A Labour MP texts: “Pretty brutal to get just 5 reactions in 5 hours in the 2024 MPs’ group on the only message praising the PM on Laura K today.”

Apparently a message wishing another MP happy birthday has had more positive reactions. pic.twitter.com/T44KxxZ99I

— Aubrey Allegretti (@breeallegretti) January 4, 2026

No longer ‘Mr Popular’, are you Starmer?

Allegretti suggests that Starmer simply isn’t popular among the 2024-elected Labour cohort of MPs, only receiving encouragement from a measly five MPs. Considering how loyal and devout the recently elected bunch were in 2024, Starmer seems to have fallen from grace among Labourites.

And let’s remember that the 2024 Labour MPs are the rankest, hand-selected most Starmerite loyalists of all MPs – if he’s lost this bunch of sycophants he’s gone.

— Juliet Brown 🇵🇸🍉 (@JulietB270880) January 4, 2026

Speaking to the potential dismay ahead of the upcoming local elections:

I’d imagine they’re more concerned with how many councillors their constituencies will be losing in May.
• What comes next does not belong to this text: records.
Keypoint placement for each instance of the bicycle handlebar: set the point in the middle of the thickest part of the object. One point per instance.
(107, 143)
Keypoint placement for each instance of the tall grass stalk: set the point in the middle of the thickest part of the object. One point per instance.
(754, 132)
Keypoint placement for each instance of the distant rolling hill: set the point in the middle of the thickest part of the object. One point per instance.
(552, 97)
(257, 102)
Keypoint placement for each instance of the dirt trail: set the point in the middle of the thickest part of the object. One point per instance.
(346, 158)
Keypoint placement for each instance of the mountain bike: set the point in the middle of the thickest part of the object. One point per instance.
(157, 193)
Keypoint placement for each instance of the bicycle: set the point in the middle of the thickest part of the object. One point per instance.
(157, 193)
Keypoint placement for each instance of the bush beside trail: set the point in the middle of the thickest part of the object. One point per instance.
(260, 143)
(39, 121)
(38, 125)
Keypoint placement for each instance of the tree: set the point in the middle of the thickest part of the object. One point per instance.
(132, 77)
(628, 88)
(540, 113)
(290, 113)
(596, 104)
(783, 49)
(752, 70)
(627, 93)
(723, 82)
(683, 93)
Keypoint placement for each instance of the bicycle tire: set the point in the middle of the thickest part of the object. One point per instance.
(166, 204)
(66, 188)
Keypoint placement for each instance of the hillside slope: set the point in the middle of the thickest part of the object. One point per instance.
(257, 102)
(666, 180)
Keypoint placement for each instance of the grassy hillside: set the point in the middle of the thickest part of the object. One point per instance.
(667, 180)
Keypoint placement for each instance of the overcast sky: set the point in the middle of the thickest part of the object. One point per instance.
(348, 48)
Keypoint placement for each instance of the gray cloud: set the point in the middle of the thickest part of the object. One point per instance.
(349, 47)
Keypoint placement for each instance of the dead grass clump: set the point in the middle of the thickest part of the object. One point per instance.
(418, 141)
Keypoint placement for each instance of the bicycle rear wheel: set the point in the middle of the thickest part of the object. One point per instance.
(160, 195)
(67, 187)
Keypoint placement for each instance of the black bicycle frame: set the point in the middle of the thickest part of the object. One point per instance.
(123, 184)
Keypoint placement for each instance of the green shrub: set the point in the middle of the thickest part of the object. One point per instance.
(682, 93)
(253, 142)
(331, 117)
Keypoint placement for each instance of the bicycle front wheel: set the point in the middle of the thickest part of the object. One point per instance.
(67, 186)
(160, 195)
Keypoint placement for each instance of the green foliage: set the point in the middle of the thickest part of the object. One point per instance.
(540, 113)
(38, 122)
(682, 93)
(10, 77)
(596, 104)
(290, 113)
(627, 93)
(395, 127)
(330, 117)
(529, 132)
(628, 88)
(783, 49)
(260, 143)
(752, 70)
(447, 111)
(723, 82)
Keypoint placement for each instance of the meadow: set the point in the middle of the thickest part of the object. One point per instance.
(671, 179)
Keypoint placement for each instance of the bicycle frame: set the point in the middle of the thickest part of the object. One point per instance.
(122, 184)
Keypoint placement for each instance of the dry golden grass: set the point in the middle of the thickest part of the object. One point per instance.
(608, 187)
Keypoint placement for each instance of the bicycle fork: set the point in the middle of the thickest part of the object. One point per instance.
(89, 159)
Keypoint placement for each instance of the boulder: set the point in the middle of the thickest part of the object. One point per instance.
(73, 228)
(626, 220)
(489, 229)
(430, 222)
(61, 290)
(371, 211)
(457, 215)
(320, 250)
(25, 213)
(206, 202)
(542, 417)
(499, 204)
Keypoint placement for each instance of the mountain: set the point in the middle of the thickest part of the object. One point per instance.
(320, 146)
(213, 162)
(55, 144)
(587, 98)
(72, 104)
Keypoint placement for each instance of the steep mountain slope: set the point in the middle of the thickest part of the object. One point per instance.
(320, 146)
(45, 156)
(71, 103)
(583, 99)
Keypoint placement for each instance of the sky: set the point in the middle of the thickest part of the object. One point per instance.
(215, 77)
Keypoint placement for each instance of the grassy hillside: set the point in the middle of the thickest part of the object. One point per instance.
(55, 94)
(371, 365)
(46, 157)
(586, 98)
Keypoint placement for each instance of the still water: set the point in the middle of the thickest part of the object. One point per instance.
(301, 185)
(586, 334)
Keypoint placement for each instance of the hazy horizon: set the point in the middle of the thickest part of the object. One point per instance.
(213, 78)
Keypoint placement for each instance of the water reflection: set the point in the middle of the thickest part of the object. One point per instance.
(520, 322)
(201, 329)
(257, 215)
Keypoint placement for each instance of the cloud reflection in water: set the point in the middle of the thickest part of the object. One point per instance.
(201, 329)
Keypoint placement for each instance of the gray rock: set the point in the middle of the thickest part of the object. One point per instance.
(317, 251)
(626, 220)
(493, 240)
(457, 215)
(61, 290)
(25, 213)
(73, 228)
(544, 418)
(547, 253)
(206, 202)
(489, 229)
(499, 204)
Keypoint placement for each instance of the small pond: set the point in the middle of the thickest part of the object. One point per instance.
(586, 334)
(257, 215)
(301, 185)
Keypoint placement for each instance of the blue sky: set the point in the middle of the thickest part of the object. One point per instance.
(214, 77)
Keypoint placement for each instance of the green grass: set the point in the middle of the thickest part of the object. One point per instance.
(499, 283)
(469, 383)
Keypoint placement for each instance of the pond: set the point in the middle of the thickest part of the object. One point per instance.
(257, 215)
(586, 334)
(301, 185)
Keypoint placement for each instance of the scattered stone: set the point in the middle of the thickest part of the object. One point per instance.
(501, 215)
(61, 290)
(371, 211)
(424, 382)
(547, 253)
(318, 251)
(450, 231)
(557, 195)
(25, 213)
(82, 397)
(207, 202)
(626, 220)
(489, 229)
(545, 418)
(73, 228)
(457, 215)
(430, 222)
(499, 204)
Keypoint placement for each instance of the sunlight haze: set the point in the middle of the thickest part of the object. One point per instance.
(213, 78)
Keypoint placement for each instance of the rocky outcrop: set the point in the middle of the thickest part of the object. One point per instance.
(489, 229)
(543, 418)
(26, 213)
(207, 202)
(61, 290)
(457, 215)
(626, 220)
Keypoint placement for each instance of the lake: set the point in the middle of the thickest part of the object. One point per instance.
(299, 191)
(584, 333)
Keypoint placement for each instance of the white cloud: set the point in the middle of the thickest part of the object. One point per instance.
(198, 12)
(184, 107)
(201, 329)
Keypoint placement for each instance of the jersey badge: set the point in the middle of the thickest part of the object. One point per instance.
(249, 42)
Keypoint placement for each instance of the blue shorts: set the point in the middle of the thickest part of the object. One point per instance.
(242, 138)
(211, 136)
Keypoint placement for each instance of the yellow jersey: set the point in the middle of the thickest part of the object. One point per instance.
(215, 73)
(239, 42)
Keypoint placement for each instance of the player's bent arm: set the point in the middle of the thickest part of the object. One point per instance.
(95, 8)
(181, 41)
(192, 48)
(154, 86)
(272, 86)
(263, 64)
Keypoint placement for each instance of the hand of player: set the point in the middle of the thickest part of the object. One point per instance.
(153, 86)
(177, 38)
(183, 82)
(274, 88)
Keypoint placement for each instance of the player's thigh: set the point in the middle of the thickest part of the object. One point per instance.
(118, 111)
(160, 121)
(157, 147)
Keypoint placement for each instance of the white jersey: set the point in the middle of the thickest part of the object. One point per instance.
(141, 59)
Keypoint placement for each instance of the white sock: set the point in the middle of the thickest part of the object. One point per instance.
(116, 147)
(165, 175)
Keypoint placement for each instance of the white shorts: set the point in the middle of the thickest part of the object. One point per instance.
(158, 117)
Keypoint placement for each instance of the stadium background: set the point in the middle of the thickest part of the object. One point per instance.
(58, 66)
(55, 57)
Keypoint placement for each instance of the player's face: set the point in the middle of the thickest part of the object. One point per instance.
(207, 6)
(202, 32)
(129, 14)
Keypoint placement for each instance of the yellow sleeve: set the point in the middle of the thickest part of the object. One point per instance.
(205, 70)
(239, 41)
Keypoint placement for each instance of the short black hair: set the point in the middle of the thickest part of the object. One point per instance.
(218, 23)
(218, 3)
— The TV Grump (@TheTVGrump) January 4, 2026

Another X account points out that internal Labour opposition doesn’t amount to all that much:

This is the level of opposition to western imperialist aggression in the Labour Party. A rancid sewer. https://t.co/PmvQy0Ey8m

— Sii 🇵🇸 (@skippy_0h) January 4, 2026

It’s also sparked curiosity over who the loyalist MP is:

Was that Luke Akehurst?

— James Foster (@JamesEFoster) January 4, 2026

However, others have drawn issue with the editorial priorities of the Times:

The man from The Times.
The newspaper of record.
Gossipy garbage, Aubrey. You realise there’s a war on presumably.

— scarlett636 (@shhhyounohoo) January 4, 2026

When the Times do report on global conflict, of course, they will have to reference that Labour are refusing to voice an opinion:

Not commenting on Venezuela is one thing, but Starmer’s ministers not even being willing to say “no of course the US shouldn’t invade a peaceful sovereign democratic NATO country, which is one of our closest allies” is quite another.

— Adam Bienkov (@AdamBienkov) January 5, 2026

Our own Rachel Swindon wrote about the abysmal failure of the Labour government and the (un)likelihood of Starmer making it past one term.

How the mighty have fallen

The 2024 General Election saw a huge majority afforded to the PM and the Labour government, with loyalists cheering for Starmer to lead the country.

As we go into 2026, Starmer doesn’t seem to have much sway with his own MPs. That hardly inspires hope for Labour’s performance in the upcoming local elections, when they will have to answer to struggling communities who are always left to foot the bill.